Indio enacts emergency ban on data centers as city works to craft long-term policy
Indio halts new data centers for 45 days as residents in neighboring Coachella protest massive tech campuses over water and power concerns.

The Indio City Council voted Wednesday to impose an emergency 45-day moratorium on data centers, joining a regional debate over large-scale computing facilities that has drawn hundreds of protesters to a neighboring city’s council chambers.
The council voted 5-0 to adopt an urgency ordinance halting the establishment, expansion, or intensification of data centers and similar high-intensity computing uses within city limits, effective immediately through July 18.
The action comes as the city of Coachella is set to meet Thursday to consider its own urgency ordinance to initiate a moratorium process, one day after Indio acted.
That discussion follows a series of Coachella City Council meetings that drew hundreds of residents opposed to a proposed development known as the Coachella Valley Technology Campus — a project that could grow to 450 acres and include six data centers under a municipal utility agreement between the city and Stronghold Power Systems Inc.
In Indio, Councilmember Oscar Ortiz initiated the urgency request, citing community concerns.
“Many of our families have expressed to me that they don’t want to see that increase of demand on fossil fuels or increase of demand on water for the purpose of artificial intelligence,” Ortiz said.
The moratorium was added to Indio’s agenda at the start of Wednesday’s meeting, requiring a four-vote supermajority to place it before the council. The item was drafted by the Steven Graham, city attorney, during the meeting itself, modeled on moratoriums the city has adopted in recent years on self-storage sites and gas stations.
The ordinance defines a data center broadly to include any facility used primarily or substantially for housing computer servers, data storage devices, networking equipment, cloud computing, co-location services, artificial intelligence model training, blockchain operations, cryptocurrency mining, or other similar high-intensity computing uses.
Exceptions include customary server or IT rooms incidental to a business’s primary permitted use, ordinary office, retail, school, and hospital functions, public safety and emergency communications facilities, and telecom carrier facilities.
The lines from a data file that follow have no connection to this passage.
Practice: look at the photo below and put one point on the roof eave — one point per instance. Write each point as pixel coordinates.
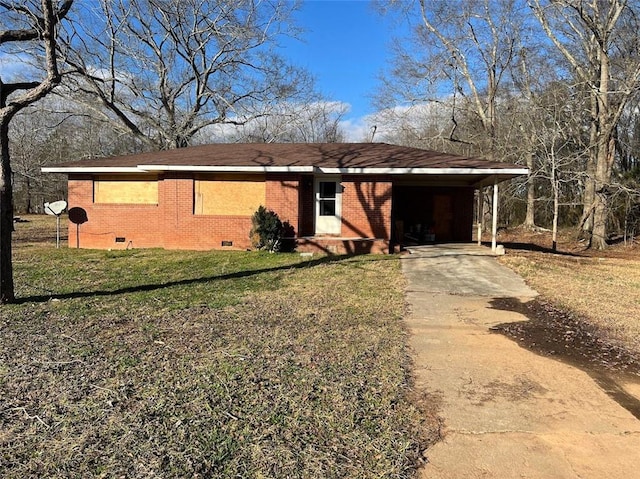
(90, 169)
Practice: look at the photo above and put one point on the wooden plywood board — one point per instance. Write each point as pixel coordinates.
(229, 195)
(125, 190)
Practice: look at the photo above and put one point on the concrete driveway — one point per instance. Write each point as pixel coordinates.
(508, 413)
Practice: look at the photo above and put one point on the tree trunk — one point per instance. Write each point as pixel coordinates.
(606, 156)
(589, 195)
(6, 217)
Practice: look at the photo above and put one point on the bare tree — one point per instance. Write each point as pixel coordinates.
(316, 122)
(164, 70)
(599, 42)
(25, 25)
(467, 46)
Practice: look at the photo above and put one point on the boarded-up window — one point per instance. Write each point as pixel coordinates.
(129, 189)
(229, 195)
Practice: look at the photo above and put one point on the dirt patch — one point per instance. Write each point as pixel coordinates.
(555, 333)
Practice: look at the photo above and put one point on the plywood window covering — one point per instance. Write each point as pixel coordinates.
(228, 195)
(125, 189)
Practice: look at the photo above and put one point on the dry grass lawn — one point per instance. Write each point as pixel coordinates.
(150, 363)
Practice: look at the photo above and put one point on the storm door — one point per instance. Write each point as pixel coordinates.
(328, 205)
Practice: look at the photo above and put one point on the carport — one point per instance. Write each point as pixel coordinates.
(439, 207)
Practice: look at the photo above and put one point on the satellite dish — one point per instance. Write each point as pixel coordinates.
(55, 208)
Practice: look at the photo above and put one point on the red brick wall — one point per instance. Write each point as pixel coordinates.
(283, 197)
(366, 207)
(366, 211)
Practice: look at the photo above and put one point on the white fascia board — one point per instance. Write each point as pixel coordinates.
(90, 169)
(229, 169)
(426, 171)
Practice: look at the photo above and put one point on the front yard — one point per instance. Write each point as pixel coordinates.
(149, 363)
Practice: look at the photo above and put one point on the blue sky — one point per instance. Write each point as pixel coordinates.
(345, 46)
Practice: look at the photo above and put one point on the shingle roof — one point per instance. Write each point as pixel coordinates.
(320, 155)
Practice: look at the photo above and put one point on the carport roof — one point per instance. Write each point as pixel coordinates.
(327, 158)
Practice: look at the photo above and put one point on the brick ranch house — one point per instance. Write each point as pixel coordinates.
(338, 197)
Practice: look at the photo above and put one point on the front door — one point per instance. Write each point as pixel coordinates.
(328, 205)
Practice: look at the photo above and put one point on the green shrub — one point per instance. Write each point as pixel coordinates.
(266, 231)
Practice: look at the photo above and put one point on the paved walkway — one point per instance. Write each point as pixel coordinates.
(508, 413)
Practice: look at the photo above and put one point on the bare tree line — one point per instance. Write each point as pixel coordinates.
(552, 85)
(549, 84)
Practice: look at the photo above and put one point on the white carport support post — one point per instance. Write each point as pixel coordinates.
(494, 216)
(480, 214)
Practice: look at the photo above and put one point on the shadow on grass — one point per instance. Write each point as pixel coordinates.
(186, 282)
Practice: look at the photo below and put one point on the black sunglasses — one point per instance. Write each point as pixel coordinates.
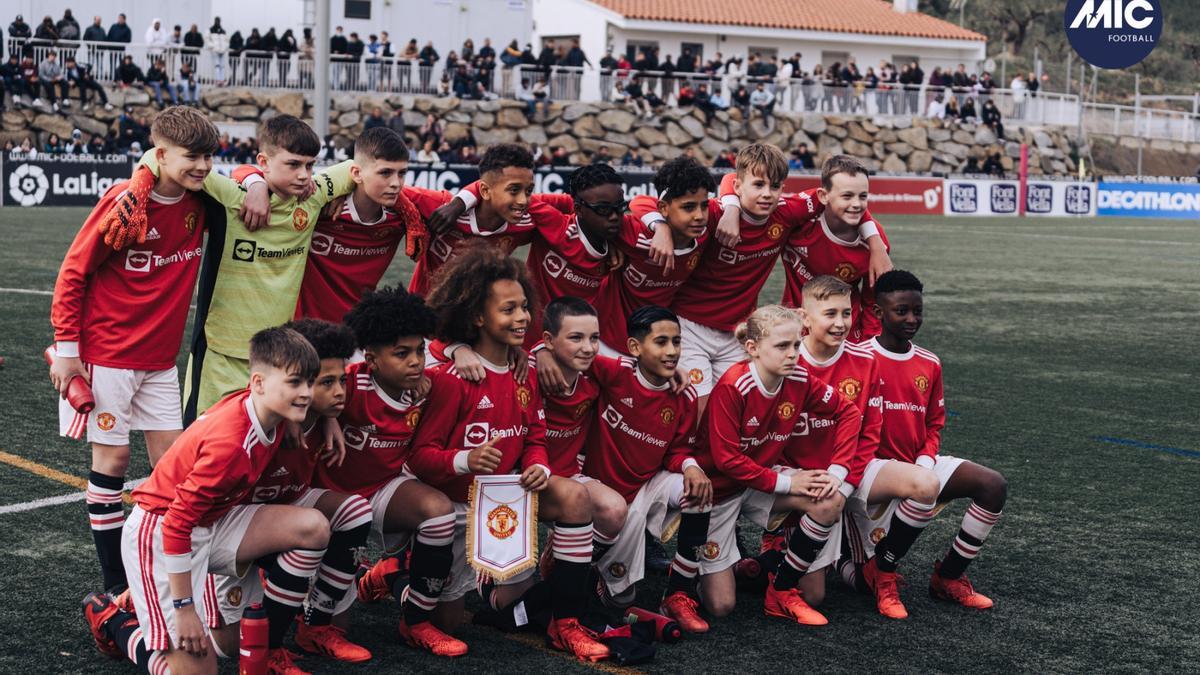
(605, 209)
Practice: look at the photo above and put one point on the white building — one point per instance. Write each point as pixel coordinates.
(823, 31)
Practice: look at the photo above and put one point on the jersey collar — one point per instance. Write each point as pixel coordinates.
(813, 360)
(879, 348)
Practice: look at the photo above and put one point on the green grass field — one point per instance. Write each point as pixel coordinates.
(1069, 366)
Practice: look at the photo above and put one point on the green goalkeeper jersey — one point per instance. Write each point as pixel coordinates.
(258, 274)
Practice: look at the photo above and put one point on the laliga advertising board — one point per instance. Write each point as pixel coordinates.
(67, 180)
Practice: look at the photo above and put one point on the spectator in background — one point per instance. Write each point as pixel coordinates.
(187, 85)
(427, 154)
(53, 144)
(765, 102)
(219, 43)
(46, 31)
(157, 79)
(129, 73)
(79, 75)
(67, 27)
(375, 119)
(49, 75)
(801, 159)
(936, 108)
(431, 130)
(991, 118)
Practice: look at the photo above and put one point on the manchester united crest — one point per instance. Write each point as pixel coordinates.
(502, 521)
(845, 272)
(299, 220)
(850, 388)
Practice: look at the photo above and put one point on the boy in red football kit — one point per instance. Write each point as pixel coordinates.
(683, 185)
(383, 410)
(287, 479)
(119, 320)
(353, 248)
(756, 408)
(913, 416)
(843, 240)
(642, 447)
(189, 520)
(498, 426)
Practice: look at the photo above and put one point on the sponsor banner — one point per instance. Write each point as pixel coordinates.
(981, 197)
(1060, 198)
(1149, 199)
(65, 180)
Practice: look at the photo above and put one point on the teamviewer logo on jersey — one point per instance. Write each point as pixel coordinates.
(322, 244)
(1113, 34)
(244, 250)
(611, 416)
(138, 261)
(553, 264)
(475, 435)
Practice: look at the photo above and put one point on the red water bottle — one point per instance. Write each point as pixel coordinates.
(252, 651)
(666, 629)
(78, 392)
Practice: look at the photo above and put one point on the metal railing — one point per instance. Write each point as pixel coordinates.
(1145, 123)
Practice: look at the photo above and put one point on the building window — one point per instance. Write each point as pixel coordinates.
(634, 46)
(358, 9)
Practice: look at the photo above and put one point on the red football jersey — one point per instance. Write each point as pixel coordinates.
(208, 470)
(853, 372)
(127, 309)
(289, 472)
(724, 290)
(642, 429)
(814, 251)
(443, 246)
(347, 258)
(641, 282)
(378, 434)
(461, 416)
(913, 402)
(569, 420)
(745, 428)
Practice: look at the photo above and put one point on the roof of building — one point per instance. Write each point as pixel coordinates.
(871, 17)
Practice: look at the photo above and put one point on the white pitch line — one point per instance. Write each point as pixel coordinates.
(27, 291)
(59, 500)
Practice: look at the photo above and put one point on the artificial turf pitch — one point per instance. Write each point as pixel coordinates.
(1069, 364)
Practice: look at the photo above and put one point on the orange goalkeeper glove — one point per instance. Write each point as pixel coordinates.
(126, 220)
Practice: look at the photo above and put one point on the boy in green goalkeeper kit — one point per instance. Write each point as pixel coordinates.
(252, 268)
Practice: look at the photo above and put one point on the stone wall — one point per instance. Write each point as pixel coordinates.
(885, 144)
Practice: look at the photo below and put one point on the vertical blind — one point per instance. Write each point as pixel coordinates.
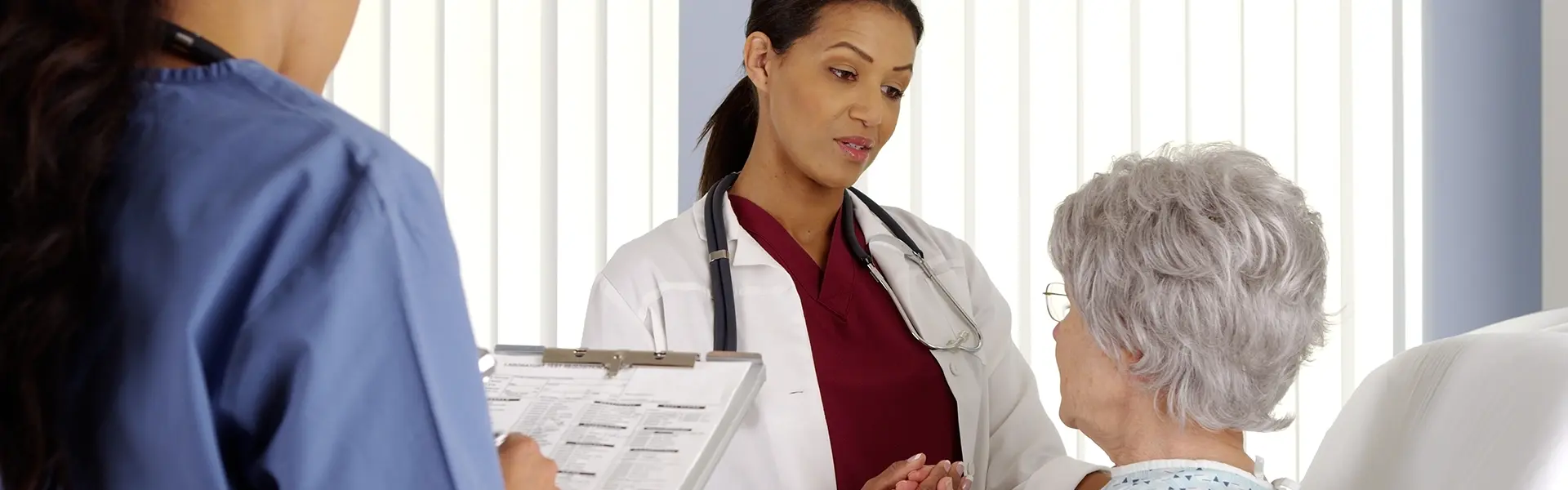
(552, 129)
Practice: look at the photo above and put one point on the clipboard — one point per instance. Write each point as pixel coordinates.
(591, 377)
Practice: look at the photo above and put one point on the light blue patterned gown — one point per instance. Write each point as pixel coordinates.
(1191, 474)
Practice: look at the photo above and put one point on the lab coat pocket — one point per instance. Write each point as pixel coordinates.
(687, 318)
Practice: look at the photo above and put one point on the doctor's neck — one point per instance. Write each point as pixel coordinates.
(292, 38)
(804, 206)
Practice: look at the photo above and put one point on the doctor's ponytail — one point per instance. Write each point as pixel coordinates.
(69, 83)
(729, 134)
(734, 124)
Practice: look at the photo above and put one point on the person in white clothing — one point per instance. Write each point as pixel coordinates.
(888, 350)
(1194, 291)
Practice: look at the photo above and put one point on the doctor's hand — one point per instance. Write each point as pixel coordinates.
(940, 476)
(524, 467)
(896, 473)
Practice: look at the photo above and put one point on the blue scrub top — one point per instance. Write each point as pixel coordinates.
(281, 304)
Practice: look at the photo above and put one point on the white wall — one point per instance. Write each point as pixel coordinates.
(1554, 154)
(554, 132)
(513, 104)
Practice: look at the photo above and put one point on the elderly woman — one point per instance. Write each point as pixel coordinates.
(1196, 282)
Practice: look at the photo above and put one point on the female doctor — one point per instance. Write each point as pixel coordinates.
(883, 336)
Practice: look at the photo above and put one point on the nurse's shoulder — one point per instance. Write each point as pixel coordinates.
(231, 170)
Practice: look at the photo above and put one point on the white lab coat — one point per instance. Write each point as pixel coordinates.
(654, 294)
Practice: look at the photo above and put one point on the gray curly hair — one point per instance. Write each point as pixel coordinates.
(1206, 263)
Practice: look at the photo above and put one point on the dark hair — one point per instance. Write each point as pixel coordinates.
(734, 122)
(69, 85)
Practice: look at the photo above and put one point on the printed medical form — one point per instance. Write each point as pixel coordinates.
(642, 429)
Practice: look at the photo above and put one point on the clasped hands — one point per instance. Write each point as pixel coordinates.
(916, 474)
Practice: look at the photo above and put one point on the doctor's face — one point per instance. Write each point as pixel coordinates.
(833, 98)
(1095, 391)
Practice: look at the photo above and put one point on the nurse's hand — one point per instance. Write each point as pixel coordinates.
(894, 473)
(940, 476)
(524, 467)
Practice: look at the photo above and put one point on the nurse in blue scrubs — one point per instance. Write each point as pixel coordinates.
(214, 278)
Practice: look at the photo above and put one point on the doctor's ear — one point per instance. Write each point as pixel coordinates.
(758, 57)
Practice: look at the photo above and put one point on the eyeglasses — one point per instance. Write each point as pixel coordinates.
(1058, 304)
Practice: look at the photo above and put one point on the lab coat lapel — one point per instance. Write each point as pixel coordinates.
(961, 369)
(770, 323)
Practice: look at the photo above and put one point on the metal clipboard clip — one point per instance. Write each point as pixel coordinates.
(617, 360)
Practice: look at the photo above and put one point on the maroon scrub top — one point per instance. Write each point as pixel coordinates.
(883, 393)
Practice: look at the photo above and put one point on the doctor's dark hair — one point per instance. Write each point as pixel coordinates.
(68, 83)
(734, 122)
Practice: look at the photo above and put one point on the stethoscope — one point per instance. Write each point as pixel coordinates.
(725, 336)
(187, 44)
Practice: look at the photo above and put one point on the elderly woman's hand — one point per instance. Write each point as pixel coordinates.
(940, 476)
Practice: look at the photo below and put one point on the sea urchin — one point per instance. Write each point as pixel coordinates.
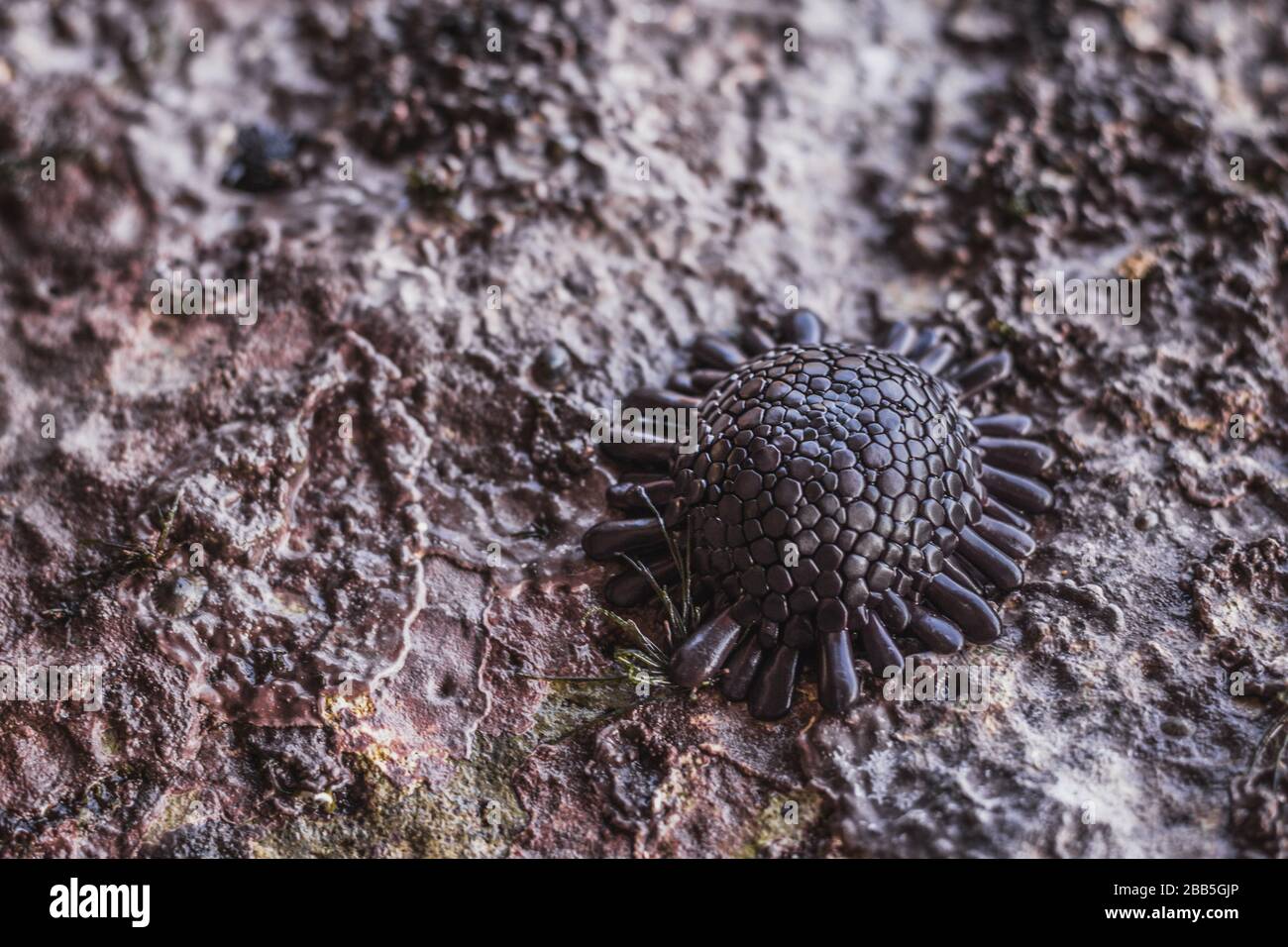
(841, 500)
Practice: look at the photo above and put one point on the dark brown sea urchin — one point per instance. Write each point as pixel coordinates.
(836, 492)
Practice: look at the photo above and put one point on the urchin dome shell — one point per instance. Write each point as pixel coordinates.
(824, 474)
(841, 501)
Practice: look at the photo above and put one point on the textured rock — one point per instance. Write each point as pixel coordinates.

Graham confirmed that any applicant with vested rights to develop is not affected by the moratorium.
City staff confirmed that so far, there were no developers seeking to build a data center in the city.
“We may not have any in the pipeline,” Mayor Pro Tem Waymond Fermon said, “But Indio is the biggest city in the Coachella Valley. We have the most land, and that wouldn’t preclude [developers] from at least putting an application in,” he said.
He said quick action was necessary, especially after developers moved to put in gas station applications before the recent moratorium.
“I’m not comfortable leaving any opening for anyone to put an application in,” Fermon said.
Ortiz said the pause was also meant to protect developers from investing time in applications the city may ultimately reject.
“We also don’t want developers to waste their time,” he said. “If we’re going to be having a conversation in 45 days on how to regulate these, then let’s hold off on taking those applications in.”
A broader data center policy is scheduled to go before Indio’s Planning Commission on June 24 before returning to the full council, expected July 15. The council also directed staff to include options for a long-term moratorium or a permanent ban when the matter returns for consideration.